Question

Pls give solution with steps​

Answer 1

$\large\underline{\sf{Given- }}$

$\rm :\longmapsto\: \alpha , { \alpha}^{2}, { \alpha }^{3}, { \alpha }^{4} \: are \: roots \: of \: {x}^{5} - 1 = 0$

$\large\underline{\sf{To\:prove - }}$

$\rm :\longmapsto\:(1 - \alpha )(1 - { \alpha }^{2})(1 - { \alpha }^{3})(1 - { \alpha }^{4}) = 5$

$\begin{gathered}\Large{\sf{{\underline{Formula \: Used - }}}}  \end{gathered}$

$\underbrace{\boxed{ \tt{ \displaystyle\lim_{x \to a}\: \frac{ {x}^{n} - {a}^{n} }{x - a} = {na}^{n - 1} }}}$

$\large\underline{\sf{Solution-}}$

Given equation is

$\rm :\longmapsto\: {x}^{5} - 1 = 0$

By hit and trial, if we substitute x = 1, it satisfy the given equation.
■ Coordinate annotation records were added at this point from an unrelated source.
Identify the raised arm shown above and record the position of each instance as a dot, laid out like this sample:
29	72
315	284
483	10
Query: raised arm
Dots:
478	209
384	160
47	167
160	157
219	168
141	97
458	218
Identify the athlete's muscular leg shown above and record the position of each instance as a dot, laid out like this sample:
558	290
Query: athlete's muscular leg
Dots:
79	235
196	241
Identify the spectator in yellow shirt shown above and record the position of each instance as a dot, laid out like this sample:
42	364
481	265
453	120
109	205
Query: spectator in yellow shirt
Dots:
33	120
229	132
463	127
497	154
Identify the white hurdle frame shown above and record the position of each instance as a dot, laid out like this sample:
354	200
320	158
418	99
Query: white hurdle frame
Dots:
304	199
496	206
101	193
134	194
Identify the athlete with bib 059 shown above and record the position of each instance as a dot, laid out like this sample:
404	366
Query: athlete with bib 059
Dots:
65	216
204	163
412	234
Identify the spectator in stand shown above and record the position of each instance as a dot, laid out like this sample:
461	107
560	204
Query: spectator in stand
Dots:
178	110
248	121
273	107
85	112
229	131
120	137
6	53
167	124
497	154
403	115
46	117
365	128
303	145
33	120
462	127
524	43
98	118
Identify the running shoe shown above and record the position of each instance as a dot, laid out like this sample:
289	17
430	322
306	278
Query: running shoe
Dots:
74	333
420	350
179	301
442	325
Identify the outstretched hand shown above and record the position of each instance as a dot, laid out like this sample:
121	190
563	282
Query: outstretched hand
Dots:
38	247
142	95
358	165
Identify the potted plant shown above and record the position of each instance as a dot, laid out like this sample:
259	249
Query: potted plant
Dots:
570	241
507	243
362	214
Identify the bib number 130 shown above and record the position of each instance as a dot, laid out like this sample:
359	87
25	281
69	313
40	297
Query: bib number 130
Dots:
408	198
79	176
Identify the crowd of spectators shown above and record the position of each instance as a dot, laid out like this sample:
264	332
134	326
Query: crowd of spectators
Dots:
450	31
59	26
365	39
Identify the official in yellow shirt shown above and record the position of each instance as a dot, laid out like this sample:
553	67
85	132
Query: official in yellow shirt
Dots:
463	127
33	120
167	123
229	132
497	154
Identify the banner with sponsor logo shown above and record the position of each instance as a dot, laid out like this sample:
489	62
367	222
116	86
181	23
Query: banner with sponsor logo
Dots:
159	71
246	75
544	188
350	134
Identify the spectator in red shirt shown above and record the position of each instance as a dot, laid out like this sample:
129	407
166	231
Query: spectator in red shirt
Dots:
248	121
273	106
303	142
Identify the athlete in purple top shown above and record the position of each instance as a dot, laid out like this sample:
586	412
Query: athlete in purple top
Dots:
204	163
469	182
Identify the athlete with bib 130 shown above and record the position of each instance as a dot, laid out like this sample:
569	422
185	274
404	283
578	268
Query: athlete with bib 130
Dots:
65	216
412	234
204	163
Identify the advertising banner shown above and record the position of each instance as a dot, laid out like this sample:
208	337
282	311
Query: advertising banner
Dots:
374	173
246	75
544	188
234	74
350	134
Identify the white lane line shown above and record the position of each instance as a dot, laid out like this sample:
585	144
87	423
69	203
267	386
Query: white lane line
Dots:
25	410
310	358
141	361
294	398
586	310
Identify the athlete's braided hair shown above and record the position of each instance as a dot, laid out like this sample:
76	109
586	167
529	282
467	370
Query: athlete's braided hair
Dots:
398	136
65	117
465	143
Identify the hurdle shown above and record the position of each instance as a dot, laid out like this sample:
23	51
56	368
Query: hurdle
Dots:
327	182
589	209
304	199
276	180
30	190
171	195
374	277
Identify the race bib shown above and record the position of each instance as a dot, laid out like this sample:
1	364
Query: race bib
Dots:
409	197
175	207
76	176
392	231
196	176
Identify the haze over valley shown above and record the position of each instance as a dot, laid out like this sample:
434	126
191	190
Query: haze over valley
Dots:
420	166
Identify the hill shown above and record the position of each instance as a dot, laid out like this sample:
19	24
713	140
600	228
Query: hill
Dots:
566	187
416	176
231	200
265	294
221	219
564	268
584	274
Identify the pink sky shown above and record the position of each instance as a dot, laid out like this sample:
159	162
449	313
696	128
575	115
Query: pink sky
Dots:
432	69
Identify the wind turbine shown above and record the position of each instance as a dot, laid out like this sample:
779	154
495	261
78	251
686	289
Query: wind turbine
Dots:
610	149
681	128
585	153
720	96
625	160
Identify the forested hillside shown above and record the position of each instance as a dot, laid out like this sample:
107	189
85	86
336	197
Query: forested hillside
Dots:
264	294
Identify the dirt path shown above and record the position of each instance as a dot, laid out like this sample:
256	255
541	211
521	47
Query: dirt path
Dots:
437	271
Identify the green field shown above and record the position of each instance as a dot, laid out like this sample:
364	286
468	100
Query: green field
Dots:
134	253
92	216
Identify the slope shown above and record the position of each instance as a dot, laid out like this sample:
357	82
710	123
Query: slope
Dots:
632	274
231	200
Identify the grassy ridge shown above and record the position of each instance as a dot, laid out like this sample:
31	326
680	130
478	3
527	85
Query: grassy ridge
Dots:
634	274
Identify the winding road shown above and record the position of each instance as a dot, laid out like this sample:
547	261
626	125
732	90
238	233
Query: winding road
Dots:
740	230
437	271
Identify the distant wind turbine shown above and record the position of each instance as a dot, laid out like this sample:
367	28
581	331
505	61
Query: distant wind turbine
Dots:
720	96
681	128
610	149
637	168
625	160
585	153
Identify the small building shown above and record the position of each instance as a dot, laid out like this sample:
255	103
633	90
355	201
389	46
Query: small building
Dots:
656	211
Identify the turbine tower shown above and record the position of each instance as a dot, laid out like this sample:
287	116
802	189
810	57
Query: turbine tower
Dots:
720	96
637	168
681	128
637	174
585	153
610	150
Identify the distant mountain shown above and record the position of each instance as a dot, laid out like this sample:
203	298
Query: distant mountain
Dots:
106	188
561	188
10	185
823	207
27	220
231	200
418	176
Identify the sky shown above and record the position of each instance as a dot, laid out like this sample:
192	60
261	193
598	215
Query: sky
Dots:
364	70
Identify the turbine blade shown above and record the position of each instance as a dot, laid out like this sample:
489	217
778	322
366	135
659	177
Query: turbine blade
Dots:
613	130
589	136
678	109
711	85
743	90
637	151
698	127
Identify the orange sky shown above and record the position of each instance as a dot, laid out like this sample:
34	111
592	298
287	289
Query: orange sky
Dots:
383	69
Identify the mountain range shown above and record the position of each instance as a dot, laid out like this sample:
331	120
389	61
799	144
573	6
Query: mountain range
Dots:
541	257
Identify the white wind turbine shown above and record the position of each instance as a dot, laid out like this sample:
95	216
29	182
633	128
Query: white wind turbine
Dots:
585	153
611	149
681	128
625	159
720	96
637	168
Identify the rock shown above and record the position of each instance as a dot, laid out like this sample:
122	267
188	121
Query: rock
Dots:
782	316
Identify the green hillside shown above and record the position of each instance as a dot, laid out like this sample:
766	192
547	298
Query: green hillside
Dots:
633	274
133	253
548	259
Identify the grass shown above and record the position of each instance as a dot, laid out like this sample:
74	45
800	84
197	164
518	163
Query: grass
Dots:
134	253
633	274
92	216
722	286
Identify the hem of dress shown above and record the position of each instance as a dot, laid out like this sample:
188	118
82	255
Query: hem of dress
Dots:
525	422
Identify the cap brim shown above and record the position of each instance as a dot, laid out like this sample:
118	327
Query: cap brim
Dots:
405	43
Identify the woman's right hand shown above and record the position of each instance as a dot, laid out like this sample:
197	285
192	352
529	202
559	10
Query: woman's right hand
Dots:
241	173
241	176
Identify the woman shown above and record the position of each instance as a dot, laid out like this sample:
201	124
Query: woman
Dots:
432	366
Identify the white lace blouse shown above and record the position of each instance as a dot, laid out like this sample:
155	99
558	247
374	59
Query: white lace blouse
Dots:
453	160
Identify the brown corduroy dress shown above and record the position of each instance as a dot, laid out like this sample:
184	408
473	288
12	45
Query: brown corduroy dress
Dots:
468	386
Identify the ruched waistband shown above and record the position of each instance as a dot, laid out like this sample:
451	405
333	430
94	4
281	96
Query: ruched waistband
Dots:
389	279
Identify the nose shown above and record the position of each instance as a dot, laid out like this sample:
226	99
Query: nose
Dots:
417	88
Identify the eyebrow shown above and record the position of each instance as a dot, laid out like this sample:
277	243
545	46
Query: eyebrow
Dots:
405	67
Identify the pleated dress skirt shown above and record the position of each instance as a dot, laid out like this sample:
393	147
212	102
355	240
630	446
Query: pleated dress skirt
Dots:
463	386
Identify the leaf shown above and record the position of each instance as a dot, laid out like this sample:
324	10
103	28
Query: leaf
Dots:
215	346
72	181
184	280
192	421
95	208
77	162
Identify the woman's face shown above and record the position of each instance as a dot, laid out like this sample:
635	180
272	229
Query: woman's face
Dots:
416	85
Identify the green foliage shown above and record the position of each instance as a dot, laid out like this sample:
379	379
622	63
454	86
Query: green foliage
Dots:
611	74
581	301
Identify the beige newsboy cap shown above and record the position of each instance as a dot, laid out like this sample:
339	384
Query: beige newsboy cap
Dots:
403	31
So, x = 1 is root of equation.

And also, it is given that

$\rm :\longmapsto\: \alpha , { \alpha}^{2}, { \alpha }^{3}, { \alpha }^{4} \: are \: roots \: of \: {x}^{5} - 1 = 0$

Since, highest degree of given Equation is 5. So, it has atmost 5 real roots.

So, it implies,

$\rm :\longmapsto\: 1,\alpha , { \alpha}^{2}, { \alpha }^{3}, { \alpha }^{4} \: are \: roots \: of \: {x}^{5} - 1 = 0$

So,

$\rm :\longmapsto\: {x}^{5} - 1 = (x - 1)(x - \alpha)(x - { \alpha }^{2})(x - { \alpha }^{3})(x - { \alpha }^{4})$

So, it can be rewritten as

$\rm :\longmapsto\: \dfrac{ {x}^{5} - 1}{x - 1} = (x - \alpha)(x - { \alpha }^{2})(x - { \alpha }^{3})(x - { \alpha }^{4})$

So,

$\rm :\longmapsto\: \displaystyle\lim_{x \to 1}\dfrac{ {x}^{5} - 1}{x - 1} =\displaystyle\lim_{x \to 1} (x - \alpha)(x - { \alpha }^{2})(x - { \alpha }^{3})(x - { \alpha }^{4})$

$\rm :\longmapsto\: 5 {(1)}^{5 - 1} = (1 - \alpha)(1 - { \alpha }^{2})(1 - { \alpha }^{3})(1 - { \alpha }^{4})$

$\rm :\longmapsto\: 5 {(1)}^{4} = (1 - \alpha)(1 - { \alpha }^{2})(1 - { \alpha }^{3})(1 - { \alpha }^{4})$

$\rm :\longmapsto\: (1 - \alpha)(1 - { \alpha }^{2})(1 - { \alpha }^{3})(1 - { \alpha }^{4}) = 5$

Hence, Proved

Additional Information :-

$\underbrace{\boxed{ \tt{\displaystyle\lim_{x \to 0} \: \frac{sinx}{x} = 1}}}$

$\underbrace{\boxed{ \tt{\displaystyle\lim_{x \to 0} \: \frac{tanx}{x} = 1}}}$

$\underbrace{\boxed{ \tt{\displaystyle\lim_{x \to 0} \: \frac{ {e}^{x} - 1}{x} = 1}}}$

$\underbrace{\boxed{ \tt{\displaystyle\lim_{x \to 0} \: \frac{ log(1 + x) }{x} = 1}}}$

$\underbrace{\boxed{ \tt{\displaystyle\lim_{x \to 0} \: \frac{ {a}^{x} - 1}{x} = loga}}}$